CornflowerB · 30/05/2011 21:53

It completely depends on how often this kind of thing happens and the OP has hinted that it happens frequently. Also, by the sounds of things she didn't go on about it, she had only mentioned once that she liked the look of it, so it was quite a nasty thing to do really. I wouldn't do it back to him - you will lose any chance of getting him to see that it is an unpleasant thing to do if you are doing it too! Maybe leave it for the moment and discuss it again in a day or so. Explain to him how it made you feel, not 'you're such a bastard'. At the moment he might feel a bit foolish and defensive about the whole thing.

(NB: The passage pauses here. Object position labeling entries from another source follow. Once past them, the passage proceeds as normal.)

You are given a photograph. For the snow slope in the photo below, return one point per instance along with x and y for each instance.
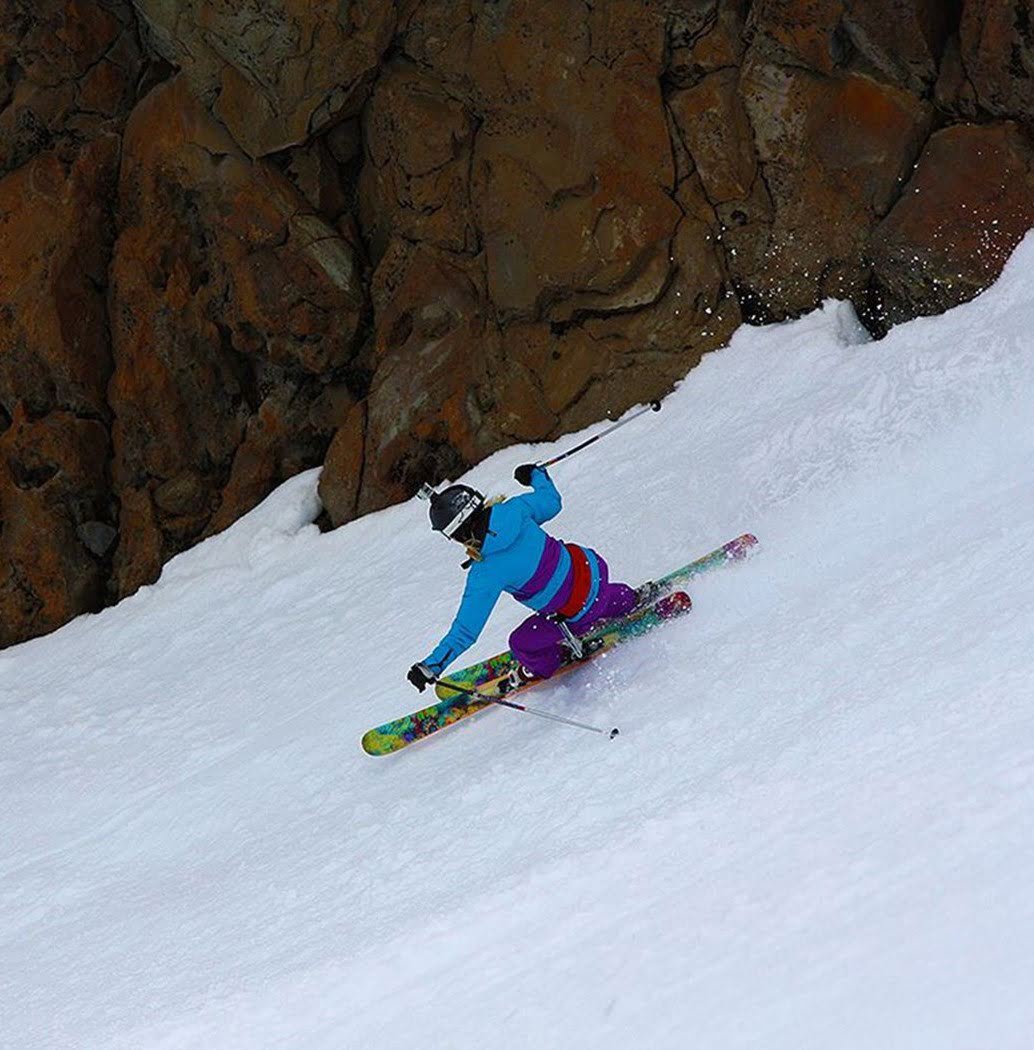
(815, 831)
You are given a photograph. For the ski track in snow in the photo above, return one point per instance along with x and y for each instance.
(815, 830)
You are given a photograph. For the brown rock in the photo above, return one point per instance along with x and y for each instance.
(67, 72)
(341, 477)
(997, 51)
(434, 348)
(967, 206)
(54, 228)
(834, 154)
(229, 297)
(274, 74)
(705, 38)
(901, 39)
(53, 486)
(416, 182)
(578, 216)
(717, 133)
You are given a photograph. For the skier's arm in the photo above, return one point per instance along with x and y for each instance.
(544, 501)
(480, 596)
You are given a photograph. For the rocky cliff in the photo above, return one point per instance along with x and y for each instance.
(243, 238)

supercal · 30/05/2011 21:53

Hmm

well, context is key here

What is your relationship like normally?

Because this could have just been having a childish laugh
Or, it could signify a disrespectful and bullying attitude towards you.

So hard to know whether it is something to move on from or just the tip of the riceberg

sandyballs · 30/05/2011 21:54

Have I missed something? It's rice, I really think you are over reacting!! And all this 'red flag' bollocks!! Astounding

fedupofnamechanging · 30/05/2011 21:56

If he did this with the sole intention of upsetting you, then he is not a good person and you need to look at why you are with such a man.

If he genuinely didn't 'get' that you were really looking forward to this and was behaving childishly and being a bit of a prat, then this is not so serious and is just annoying. Of course, you then have to decide whether you want to put up with childishness in the behaviour of a grown man.